The main limitation of this service evaluation is the retrospective nature and the short period of data collection, resulting in small numbers in each comparison group. However, since we are already seeing a fall in the number of COVID-19 admissions in the month of May 2020, we expect the main months for a meaningful comparison would still be January to April 2020. We also did not collect medium or long-term neurological outcome data. Many other clinical and non-clinical confounding factors could have been at play during the COVID-19 pandemic; hence, it would be impossible to explain our findings fully, and any potential associations described here should remain purely speculative. Further service evaluations from other stroke thrombectomy centers would be helpful to compare how the COVID-19 pandemic has impacted on their referral patterns, process of care, and patient outcomes.
Acknowledgement
We were very grateful for the dedication and expert clinical input from the following health-care staff before and during the COVID-19 pandemic: Diane Benefer (Lead Nurse for Stroke & Neurosciences), Tsering Dolkar and Siji Joy (Stroke Clinical Nurse Specialists), Maria Hermogenese Benitez (Lead IR Nurse), Uyen Attrill (Lead IR radiographer), Riann Kruger, and Brooke Hall (data analysts for SSNAP).
Statement of Ethics
The paper is exempt from Ethical Committee approval, as decided by the Department of Stroke Medicine, Imperial College Healthcare NHS Trust. This health service evaluation is exempt because all clinical data were extracted from routinely collected source as part of an ongoing national audit program (SSNAP www.strokeaudit.org) and Pan-London Stroke Thrombectomy Report. No new intervention was used or tested.

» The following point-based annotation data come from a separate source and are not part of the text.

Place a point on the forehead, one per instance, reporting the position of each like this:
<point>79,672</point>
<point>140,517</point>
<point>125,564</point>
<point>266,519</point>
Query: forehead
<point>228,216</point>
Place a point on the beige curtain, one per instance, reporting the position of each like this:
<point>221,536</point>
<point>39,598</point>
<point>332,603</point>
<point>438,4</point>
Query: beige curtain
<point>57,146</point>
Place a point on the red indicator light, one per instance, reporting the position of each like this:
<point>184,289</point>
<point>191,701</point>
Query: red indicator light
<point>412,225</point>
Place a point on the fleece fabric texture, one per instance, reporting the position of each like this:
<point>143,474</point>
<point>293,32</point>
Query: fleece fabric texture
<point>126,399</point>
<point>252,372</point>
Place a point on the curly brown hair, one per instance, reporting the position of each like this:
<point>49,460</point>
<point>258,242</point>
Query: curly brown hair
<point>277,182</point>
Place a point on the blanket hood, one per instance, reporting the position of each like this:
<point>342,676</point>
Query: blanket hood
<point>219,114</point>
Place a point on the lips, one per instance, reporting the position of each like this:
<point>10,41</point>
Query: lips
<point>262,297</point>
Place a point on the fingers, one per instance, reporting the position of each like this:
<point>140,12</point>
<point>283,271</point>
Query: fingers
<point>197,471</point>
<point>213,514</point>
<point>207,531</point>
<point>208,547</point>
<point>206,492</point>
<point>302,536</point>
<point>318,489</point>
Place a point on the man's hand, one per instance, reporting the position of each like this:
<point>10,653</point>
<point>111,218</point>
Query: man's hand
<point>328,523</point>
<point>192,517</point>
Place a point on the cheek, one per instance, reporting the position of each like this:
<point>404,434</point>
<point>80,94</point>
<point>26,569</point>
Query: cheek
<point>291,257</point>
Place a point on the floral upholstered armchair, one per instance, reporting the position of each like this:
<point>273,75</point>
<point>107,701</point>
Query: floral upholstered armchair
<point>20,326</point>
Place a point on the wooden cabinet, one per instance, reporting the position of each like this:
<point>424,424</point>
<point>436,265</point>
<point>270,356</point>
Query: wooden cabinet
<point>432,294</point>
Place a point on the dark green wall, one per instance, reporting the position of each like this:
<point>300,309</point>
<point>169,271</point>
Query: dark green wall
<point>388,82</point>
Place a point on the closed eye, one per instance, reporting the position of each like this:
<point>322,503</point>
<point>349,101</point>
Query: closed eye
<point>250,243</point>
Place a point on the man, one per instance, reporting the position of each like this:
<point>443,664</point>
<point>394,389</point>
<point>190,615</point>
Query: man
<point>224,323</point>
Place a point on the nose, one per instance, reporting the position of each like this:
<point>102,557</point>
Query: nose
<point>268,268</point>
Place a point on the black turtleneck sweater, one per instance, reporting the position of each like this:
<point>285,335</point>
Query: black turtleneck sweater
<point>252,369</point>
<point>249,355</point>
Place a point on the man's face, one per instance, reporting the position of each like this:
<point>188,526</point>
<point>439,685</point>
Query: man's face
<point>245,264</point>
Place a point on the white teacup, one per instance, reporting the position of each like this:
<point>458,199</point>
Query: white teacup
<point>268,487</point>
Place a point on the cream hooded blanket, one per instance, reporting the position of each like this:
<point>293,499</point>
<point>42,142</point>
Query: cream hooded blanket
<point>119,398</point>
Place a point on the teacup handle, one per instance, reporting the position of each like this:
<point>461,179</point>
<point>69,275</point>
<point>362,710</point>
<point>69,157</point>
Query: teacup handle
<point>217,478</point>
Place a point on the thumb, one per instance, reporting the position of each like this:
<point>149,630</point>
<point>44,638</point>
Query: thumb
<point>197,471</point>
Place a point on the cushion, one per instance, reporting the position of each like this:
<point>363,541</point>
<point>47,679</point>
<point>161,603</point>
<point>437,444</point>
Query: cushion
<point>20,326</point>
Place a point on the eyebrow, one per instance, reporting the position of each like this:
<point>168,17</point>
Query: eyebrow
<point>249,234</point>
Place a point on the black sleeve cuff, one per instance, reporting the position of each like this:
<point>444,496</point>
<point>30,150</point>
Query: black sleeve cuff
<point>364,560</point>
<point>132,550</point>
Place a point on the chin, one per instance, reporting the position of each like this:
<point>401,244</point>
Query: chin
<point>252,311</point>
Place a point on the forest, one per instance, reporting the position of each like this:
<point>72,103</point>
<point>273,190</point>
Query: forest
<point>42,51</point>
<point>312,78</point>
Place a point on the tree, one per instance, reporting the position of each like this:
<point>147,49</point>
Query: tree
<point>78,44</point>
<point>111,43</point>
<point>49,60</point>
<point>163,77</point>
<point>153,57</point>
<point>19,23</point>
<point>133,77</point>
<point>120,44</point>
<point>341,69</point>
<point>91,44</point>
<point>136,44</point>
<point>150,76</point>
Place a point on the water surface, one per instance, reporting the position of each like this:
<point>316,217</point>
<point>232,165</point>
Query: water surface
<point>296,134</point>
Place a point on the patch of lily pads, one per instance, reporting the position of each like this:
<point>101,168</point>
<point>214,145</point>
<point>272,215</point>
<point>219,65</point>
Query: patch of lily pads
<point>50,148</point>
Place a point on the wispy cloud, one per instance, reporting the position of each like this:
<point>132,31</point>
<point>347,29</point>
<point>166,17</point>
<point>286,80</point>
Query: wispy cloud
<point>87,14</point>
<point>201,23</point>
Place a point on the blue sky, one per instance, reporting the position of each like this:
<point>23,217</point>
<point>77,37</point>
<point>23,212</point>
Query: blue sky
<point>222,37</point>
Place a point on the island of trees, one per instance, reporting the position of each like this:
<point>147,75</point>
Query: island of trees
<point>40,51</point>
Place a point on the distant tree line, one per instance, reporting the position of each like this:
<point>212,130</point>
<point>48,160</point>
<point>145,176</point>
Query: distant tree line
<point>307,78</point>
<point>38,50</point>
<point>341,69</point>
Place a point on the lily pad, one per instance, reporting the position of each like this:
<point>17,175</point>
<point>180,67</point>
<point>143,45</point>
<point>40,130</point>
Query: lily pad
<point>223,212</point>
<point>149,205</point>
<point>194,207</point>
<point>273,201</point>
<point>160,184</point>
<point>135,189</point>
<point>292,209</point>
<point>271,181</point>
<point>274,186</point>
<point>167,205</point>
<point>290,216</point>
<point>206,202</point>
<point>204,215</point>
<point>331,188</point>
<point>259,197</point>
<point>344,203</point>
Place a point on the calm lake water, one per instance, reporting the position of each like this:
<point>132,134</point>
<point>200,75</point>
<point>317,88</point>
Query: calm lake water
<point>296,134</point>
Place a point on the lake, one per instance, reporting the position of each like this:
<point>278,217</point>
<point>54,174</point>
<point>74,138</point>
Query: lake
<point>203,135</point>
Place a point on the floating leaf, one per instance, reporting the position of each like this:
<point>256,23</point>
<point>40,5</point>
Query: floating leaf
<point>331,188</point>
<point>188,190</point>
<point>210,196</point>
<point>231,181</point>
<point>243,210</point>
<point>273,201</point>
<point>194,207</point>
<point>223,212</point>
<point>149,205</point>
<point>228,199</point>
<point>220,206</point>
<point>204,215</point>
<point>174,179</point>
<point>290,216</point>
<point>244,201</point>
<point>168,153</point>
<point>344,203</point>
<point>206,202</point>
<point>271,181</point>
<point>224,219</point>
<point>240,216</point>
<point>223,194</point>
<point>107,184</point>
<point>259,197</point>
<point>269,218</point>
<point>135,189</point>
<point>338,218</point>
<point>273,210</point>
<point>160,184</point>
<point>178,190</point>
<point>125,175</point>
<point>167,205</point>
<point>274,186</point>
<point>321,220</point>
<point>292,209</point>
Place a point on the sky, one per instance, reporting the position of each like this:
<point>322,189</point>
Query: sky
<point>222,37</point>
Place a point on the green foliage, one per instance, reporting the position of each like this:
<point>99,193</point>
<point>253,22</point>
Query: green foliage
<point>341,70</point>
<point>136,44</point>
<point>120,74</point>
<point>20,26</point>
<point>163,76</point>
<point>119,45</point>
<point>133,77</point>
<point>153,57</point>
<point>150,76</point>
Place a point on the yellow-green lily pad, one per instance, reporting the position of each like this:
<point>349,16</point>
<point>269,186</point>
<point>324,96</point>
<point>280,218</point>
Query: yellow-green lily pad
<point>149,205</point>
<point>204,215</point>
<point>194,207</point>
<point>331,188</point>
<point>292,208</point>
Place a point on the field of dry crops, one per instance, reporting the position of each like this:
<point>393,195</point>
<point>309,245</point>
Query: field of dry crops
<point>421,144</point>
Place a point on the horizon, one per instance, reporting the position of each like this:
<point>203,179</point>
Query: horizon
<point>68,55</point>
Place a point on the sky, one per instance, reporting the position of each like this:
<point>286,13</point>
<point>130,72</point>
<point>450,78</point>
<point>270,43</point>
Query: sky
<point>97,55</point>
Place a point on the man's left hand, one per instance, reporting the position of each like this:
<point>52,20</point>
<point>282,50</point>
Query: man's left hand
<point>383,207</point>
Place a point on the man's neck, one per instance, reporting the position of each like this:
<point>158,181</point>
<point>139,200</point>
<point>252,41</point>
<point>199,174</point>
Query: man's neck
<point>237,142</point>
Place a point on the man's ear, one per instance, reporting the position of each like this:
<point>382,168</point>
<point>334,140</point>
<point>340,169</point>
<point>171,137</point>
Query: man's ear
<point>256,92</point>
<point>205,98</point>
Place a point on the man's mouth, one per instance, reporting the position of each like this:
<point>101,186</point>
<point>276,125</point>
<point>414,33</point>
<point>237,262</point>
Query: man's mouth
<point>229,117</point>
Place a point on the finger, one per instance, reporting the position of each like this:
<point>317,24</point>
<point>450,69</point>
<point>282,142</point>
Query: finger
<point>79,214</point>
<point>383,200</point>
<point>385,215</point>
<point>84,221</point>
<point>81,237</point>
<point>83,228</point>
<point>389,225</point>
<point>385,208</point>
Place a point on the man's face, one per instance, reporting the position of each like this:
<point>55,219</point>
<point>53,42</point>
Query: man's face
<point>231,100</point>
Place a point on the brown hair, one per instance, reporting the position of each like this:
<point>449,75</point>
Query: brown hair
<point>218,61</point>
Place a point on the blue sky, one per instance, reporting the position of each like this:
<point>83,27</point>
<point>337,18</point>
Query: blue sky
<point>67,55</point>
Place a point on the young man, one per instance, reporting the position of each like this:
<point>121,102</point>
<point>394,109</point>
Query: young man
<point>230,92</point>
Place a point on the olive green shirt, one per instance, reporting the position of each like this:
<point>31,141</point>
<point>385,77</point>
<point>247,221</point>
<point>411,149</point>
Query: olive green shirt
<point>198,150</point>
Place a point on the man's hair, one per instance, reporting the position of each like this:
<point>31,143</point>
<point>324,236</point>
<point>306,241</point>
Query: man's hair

Conflicts of Interests Statement
Dr. Kwan has received funding from Boehringer-Ingelheim and Bayer for educational events. Dr. Rane has received NIHR Biomedical Research Centre and Industry funding (Amgen) for interventional carotid studies and provided consultancy for industry device partners. Drs. M. Brown, Bentley, Z. Brown, D’Anna, Hall, Halse, Jamil, Jenkins, Kalladka, Patel, Singh, Taylor, Venter, Lobotesis, and Banerjee have no conflicts of interest to declare.
Funding Source
The authors did not receive any funding.
Author Contributions
Dr. Kwan designed and conceptualized the study, analyzed the data, and drafted the manuscript for intellectual content. Dr. M. Brown had a major role in the data acquisition. Dr. Taylor had a major role in data analysis. Drs. Bentley, Z. Brown, D’Anna, Hall, Halse, Jamil, Jenkins, Kalladka, Patel, Rane, Singh, Venter, Lobotesis, and Banerjee interpreted the data and revised the manuscript for intellectual content.